"TQS BOYCOTTE WILFRED – LES ENFANTS PRIVÉS DE LUI AU TÉLÉTHON."
– Page couverture du Journal de Montréal, 5 décembre 2003
C’est avec stupéfaction que le monde des médias a appris la mort soudaine du Journal de Montréal, vendredi dernier, à 6 h 05. Créé par Pierre Péladeau en 1964, Le Journal de Montréal a cessé d’être un tabloïd aimé et respecté du public pour devenir un catalogue des différents produits de l’Empire Quebecor.
Le coroner pratiquera une autopsie sur la dépouille au cours des prochains jours, mais on soupçonne le SPA d’être la cause de ce décès soudain.
Le SPA, ou Syndrome de la Plogue Aiguë, comme l’appellent les spécialistes, est un virus particulièrement insidieux qui a frappé plusieurs médias au cours des deux dernières années. L’horaire télé Voilà! du journal La Presse, par exemple, est porteur du virus du SPA. Toutes les publicités publiées dans le guide ne vantent qu’un seul et unique réseau: Radio-Canada.
Le modus operandi du SPA est toujours le même: il s’infiltre dans un média (généralement par l’entremise d’une ouverture pratiquée dans le département des ventes) et tue toute trace de diversité et d’objectivité, jusqu’à ce que le média en question ne soit plus que l’ombre de lui-même. Ensuite, lorsque le journal ou le réseau de télé n’a plus aucune crédibilité, l’horrible virus délaisse sa victime agonisante pour en choisir une autre.
Malgré la vigilance de la Fédération professionnelle des journalistes du Québec, qui a mis ses membres en garde contre les dangers du SPA, le virus a fait d’énormes ravages dans le monde du journalisme. Il frappe tout ce qui bouge, et ne fait aucune distinction entre les "grands" et les "petits" médias.
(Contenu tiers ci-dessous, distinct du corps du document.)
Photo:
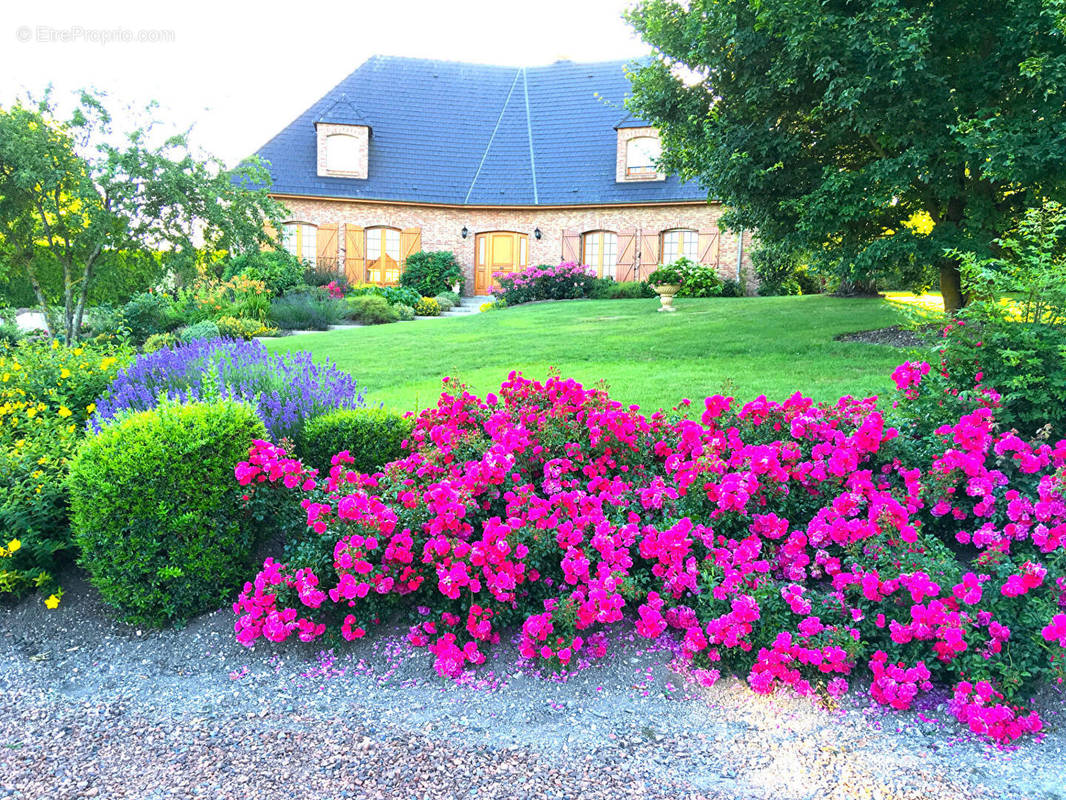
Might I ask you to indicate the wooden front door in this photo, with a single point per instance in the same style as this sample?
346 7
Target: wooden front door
383 256
500 251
Personne n’est à l’abri.
Selon des sources proches du défunt, l’agonie du Journal de Montréal fut particulièrement éprouvante. "Le Journal tentait désespérément de s’accrocher à la vie, mais il avait énormément de difficulté à respirer, de dire un témoin qui tient à garder l’anonymat. Les paramètres commerciaux qu’on lui a imposés l’étouffaient littéralement. On a voulu l’aider, mais il n’y avait rien à faire. Plus le temps avançait, plus notre quotidien bien-aimé ressemblait à un catalogue. C’était effrayant."
Outre les nombreux reporters de faits divers qui ont fait sa réputation aux quatre coins du Québec, Le Journal de Montréal laisse dans le deuil plusieurs chroniqueurs, critiques et journalistes aguerris qui, pendant des années, ont travaillé d’arrache-pied pour transformer ce tabloïd populaire en quotidien respectable et respecté. Hier, dans la salle de rédaction, leur douleur était vive.
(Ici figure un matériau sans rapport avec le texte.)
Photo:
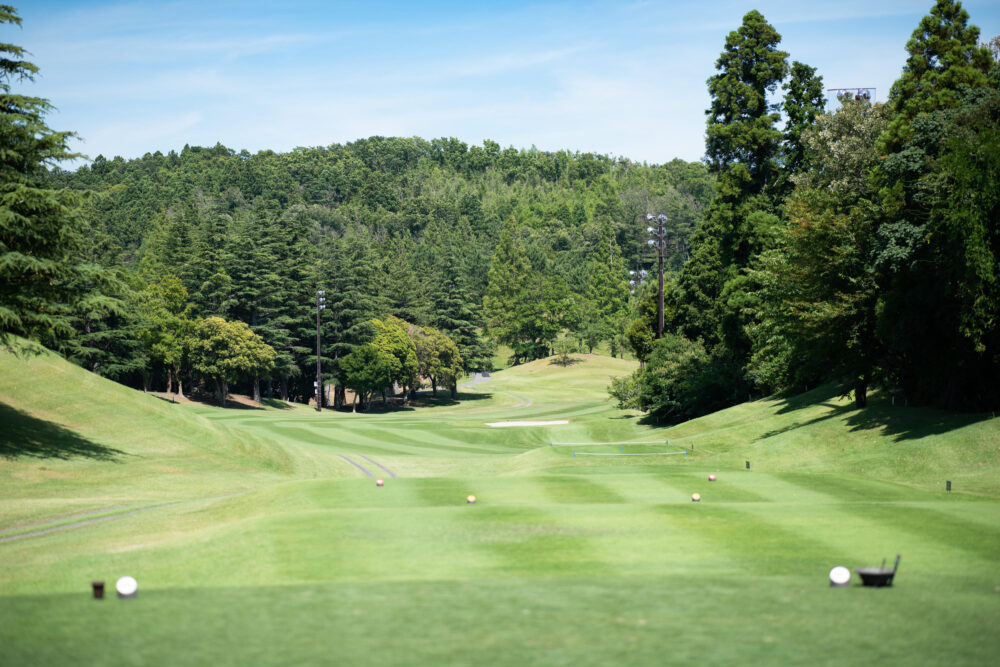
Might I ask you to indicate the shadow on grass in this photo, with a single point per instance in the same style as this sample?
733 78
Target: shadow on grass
276 403
895 422
24 436
423 400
"Ça fait longtemps qu’on savait notre journal malade, de confier l’un des chroniqueurs. Wilfred et sa bande prenaient de plus en plus de place, et il y a quelques semaines, on nous a même forcés à publier un dossier spécial de deux pages sur les nouvelles coiffures des participants d’Occupation double. Mais on ne croyait jamais que son état de santé allait décliner si rapidement. Lorsqu’on a vu la couverture du numéro du 5 décembre, on a eu un coup au coeur et on s’est tout de suite rendu compte de la gravité de la situation. Ce virus est vraiment une calamité."
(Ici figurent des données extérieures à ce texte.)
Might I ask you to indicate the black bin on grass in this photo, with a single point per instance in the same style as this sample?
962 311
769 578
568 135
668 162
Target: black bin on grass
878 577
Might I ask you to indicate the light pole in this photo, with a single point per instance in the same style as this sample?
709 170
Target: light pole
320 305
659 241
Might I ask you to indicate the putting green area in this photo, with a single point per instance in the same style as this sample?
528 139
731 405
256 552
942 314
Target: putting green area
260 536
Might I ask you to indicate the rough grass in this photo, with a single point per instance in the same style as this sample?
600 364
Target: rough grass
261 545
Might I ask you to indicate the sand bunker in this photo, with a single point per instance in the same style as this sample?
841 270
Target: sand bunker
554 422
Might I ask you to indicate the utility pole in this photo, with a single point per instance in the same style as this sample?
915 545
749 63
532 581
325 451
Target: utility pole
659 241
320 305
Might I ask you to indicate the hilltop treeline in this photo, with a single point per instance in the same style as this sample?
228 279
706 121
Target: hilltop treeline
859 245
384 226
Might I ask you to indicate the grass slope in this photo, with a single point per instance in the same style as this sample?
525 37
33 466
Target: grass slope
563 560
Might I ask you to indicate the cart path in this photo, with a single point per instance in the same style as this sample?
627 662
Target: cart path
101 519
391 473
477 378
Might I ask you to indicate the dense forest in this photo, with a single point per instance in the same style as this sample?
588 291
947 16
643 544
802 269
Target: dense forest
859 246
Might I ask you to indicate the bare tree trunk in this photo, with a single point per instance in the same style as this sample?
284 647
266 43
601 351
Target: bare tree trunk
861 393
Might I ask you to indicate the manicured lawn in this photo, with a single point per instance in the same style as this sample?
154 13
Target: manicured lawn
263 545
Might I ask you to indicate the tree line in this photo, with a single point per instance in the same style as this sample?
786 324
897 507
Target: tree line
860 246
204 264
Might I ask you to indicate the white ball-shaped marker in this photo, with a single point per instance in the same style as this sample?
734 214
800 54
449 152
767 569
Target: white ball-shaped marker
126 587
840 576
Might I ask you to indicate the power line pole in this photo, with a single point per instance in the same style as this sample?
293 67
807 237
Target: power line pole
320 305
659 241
Joint dans son bureau de l’Université Laval, à Québec, l’analyste des médias Florent Simoneau affirme que le virus du SPA responsable du décès du Journal de Montréal est l’un des plus virulents à avoir frappé le monde des médias depuis le célèbre bacille de la poupoune de la page 7, qui a fait de nombreuses victimes dans les années 70. "Visiblement, nous avons affaire à une nouvelle génération de virus, croit monsieur Simoneau. Il ne s’agit pas du SPA traditionnel, mais du SPA à concentration transversale, un virus particulièrement dangereux qui crée des liens entre différents médias afin de mieux les contaminer. La présence de ce virus est d’autant plus difficile à remarquer qu’au tout début de la contamination, les médias infectés paraissent plus forts."
La dépouille du Journal de Montréal sera exposée dans l’ancienne maison de Pierre Péladeau, maintenant baptisée Studio Star Académie, et les obsèques seront diffusées en direct sur les ondes de TVA. Notons qu’à la demande du défunt, on suggère aux gens de ne pas envoyer de fleurs. Faites plutôt des dons à la FPJQ et au Conseil de presse.